TJX Companies (TJX 0.96%) just posted one of its strongest quarters in recent memory. Sure, the off-price apparel specialist's year-over-year numbers sparkled compared to last year's period of lockdowns during the initial phases of the COVID-19 pandemic. Yet the business even sailed past its 2019 first-quarter result despite pressure from continued store closures.
Let's dive right in.
Sales soared 129%
Revenue more than doubled to $10.1 billion, compared to a year ago, when roughly 50% of TJX's Marshalls and T.J. Maxx stores were completely closed to customer traffic. To reduce some of the noise involved with that unusual comparison, management said comparable-store sales for locations that were open for the entire period rose 16%.
That result included a 12% spike for its U.S. apparel stores and a blazing 40% surge at HomeGoods, which sells mostly home furnishings. Overall, sales rose 9% compared to two years earlier, in the last pre-pandemic Q1.

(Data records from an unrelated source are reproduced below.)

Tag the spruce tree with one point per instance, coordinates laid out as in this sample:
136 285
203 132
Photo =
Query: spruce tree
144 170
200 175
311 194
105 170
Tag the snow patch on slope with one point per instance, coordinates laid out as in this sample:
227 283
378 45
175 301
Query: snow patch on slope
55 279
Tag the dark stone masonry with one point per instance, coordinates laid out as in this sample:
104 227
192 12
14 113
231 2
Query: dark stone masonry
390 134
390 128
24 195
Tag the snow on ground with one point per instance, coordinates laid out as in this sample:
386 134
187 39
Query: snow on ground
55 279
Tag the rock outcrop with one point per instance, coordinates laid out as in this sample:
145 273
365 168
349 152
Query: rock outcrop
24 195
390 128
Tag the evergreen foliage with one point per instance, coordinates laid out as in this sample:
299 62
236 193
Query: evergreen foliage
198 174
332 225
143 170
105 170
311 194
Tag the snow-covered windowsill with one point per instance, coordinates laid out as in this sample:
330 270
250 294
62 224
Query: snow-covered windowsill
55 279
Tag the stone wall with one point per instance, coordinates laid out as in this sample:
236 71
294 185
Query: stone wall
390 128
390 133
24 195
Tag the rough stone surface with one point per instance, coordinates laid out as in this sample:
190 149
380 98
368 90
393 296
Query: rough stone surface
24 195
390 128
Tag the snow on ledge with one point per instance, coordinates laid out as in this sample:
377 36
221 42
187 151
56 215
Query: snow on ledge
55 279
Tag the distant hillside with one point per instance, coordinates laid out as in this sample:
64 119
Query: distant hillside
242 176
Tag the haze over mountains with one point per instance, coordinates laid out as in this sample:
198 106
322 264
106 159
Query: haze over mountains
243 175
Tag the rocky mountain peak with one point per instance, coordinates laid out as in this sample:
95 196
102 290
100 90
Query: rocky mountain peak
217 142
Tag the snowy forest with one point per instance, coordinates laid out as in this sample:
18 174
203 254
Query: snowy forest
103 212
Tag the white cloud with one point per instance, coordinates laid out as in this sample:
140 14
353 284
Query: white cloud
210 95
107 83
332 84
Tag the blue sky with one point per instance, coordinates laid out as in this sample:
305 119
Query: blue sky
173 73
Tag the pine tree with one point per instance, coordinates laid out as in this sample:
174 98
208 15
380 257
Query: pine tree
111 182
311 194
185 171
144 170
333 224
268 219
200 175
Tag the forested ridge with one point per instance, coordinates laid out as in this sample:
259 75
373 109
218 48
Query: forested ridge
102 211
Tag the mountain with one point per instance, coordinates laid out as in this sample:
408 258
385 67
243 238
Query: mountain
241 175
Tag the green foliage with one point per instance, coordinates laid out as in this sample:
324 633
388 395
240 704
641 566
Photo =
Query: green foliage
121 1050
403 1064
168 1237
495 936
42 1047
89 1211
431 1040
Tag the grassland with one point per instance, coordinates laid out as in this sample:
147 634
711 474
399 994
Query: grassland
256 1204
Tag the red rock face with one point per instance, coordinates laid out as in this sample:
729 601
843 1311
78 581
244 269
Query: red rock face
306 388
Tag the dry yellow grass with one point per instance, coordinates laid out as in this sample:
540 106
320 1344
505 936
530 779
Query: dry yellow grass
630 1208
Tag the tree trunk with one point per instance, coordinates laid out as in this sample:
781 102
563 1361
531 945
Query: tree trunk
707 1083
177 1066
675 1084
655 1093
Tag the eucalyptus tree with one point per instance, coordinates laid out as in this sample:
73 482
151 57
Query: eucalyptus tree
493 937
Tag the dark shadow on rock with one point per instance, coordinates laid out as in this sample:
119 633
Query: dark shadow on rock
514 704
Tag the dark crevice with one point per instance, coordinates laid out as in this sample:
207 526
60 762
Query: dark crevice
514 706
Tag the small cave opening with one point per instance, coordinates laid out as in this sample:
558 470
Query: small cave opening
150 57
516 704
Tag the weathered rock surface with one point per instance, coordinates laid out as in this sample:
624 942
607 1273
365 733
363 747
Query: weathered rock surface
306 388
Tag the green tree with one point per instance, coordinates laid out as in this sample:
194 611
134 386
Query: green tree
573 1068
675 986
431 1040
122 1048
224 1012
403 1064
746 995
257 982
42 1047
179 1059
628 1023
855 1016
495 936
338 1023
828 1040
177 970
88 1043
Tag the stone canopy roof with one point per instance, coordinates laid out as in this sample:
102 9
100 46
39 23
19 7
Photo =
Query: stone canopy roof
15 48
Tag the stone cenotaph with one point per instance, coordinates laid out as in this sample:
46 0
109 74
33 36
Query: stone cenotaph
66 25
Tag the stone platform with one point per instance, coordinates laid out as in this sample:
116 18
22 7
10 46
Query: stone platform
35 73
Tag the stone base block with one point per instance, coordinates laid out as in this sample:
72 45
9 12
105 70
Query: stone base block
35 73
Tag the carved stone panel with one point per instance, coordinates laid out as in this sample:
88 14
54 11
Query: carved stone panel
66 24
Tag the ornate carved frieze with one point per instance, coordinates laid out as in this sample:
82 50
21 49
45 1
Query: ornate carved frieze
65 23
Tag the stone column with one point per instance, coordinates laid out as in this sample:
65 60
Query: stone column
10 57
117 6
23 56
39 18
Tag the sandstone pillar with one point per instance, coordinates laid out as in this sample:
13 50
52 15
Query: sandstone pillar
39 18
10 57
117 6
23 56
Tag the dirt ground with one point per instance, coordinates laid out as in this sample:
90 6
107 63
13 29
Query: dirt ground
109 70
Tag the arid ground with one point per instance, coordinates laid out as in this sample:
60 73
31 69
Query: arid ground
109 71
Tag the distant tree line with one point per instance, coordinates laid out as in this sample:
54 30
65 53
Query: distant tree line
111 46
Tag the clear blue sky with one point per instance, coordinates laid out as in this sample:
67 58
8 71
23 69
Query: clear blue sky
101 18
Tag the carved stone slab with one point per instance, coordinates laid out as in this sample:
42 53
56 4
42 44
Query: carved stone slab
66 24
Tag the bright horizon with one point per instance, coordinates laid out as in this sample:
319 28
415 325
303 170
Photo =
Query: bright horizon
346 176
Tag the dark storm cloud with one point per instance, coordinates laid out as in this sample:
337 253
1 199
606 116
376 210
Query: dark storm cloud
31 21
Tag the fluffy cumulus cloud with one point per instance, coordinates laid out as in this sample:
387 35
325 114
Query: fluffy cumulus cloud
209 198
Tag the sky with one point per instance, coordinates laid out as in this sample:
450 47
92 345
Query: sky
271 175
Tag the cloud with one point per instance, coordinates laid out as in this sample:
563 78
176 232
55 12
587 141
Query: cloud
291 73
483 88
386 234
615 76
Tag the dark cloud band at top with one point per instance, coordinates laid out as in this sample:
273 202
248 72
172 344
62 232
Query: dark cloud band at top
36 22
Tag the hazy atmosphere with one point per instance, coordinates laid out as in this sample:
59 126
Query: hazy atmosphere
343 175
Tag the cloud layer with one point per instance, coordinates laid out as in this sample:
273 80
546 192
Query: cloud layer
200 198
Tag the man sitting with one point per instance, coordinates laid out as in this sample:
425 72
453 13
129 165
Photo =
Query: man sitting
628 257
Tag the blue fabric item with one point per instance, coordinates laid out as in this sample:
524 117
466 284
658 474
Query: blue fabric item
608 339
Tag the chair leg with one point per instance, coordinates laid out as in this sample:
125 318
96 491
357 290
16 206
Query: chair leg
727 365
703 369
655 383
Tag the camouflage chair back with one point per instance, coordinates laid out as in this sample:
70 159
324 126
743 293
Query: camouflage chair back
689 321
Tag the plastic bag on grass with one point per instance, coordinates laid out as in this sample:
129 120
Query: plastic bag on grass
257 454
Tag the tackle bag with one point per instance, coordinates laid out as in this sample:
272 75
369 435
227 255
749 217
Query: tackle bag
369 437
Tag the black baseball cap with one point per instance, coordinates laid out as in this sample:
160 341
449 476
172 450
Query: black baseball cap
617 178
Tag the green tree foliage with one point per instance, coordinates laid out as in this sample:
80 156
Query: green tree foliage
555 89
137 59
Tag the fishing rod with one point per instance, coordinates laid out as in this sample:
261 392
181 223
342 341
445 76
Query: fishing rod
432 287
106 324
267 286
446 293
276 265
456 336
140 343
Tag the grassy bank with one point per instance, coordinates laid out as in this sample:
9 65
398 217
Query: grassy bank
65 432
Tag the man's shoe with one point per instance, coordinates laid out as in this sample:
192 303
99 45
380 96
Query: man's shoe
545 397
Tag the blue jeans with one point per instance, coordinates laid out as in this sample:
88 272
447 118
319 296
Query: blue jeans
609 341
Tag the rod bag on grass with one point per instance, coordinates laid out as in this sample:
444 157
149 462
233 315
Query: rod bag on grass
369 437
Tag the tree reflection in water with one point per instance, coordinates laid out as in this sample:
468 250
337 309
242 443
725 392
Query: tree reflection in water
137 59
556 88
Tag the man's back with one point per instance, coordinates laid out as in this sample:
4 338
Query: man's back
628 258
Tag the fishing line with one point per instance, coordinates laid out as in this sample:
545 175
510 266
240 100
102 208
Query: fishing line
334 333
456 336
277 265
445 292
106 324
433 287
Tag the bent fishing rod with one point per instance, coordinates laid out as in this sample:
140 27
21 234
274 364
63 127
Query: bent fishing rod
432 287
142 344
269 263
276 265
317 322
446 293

"I am extremely pleased with our first quarter results," CEO Ernie Herrman said in a press release, citing sales and earnings that were "both well above our plan."
Puts and takes
TJX fared better in markets like the U.S., which had relaxing COVID-19 restrictions. That success implies significant gains still to come as its store bases in Europe, Australia, and Canada get back to full capacity. Together, those segments are still running nearly 40% below 2019 sales rates.
The retailer is finding ways to satisfy varied demand, too. Its home furnishings business is surging as consumers prioritize home upgrades. And the apparel segment is rebounding, too, which management said is an indication that people are "beginning to resume more normal activities." TJX sees a good mix of inventory available to buy from full-price retailers, putting it in a good merchandising position for the summer selling season.
Executives say the good times continued early into the second quarter, with comps trending at a similarly blazing rate through the start of the quarter. But it's still too hard to project demand trends through the rest of the year. Through Q1, store closures in Europe and Canada removed about 14% of global selling capacity, management estimates. Its results over the next few months will depend on how quickly that figure moves toward 0%, as it has in the U.S. already. Today, TJX predicts global capacity will be down only 3% for the fiscal second quarter.
In the meantime, its finances have improved enough that the company is paying off another huge chunk of the debt it took on during the crisis phase of the pandemic. TJX is erasing $1.25 billion in bonds to push its total payback to $2.75 billion so far.
That's a strong sign that the retailer has moved beyond the COVID-19 crisis, which forced a surprise global sales shutdown. TJX can now reasonably target new annual sales records this fiscal year despite the drag from lingering closures. Consumers clearly want to shop again, and TJX has many of the apparel and home products that they're looking to buy.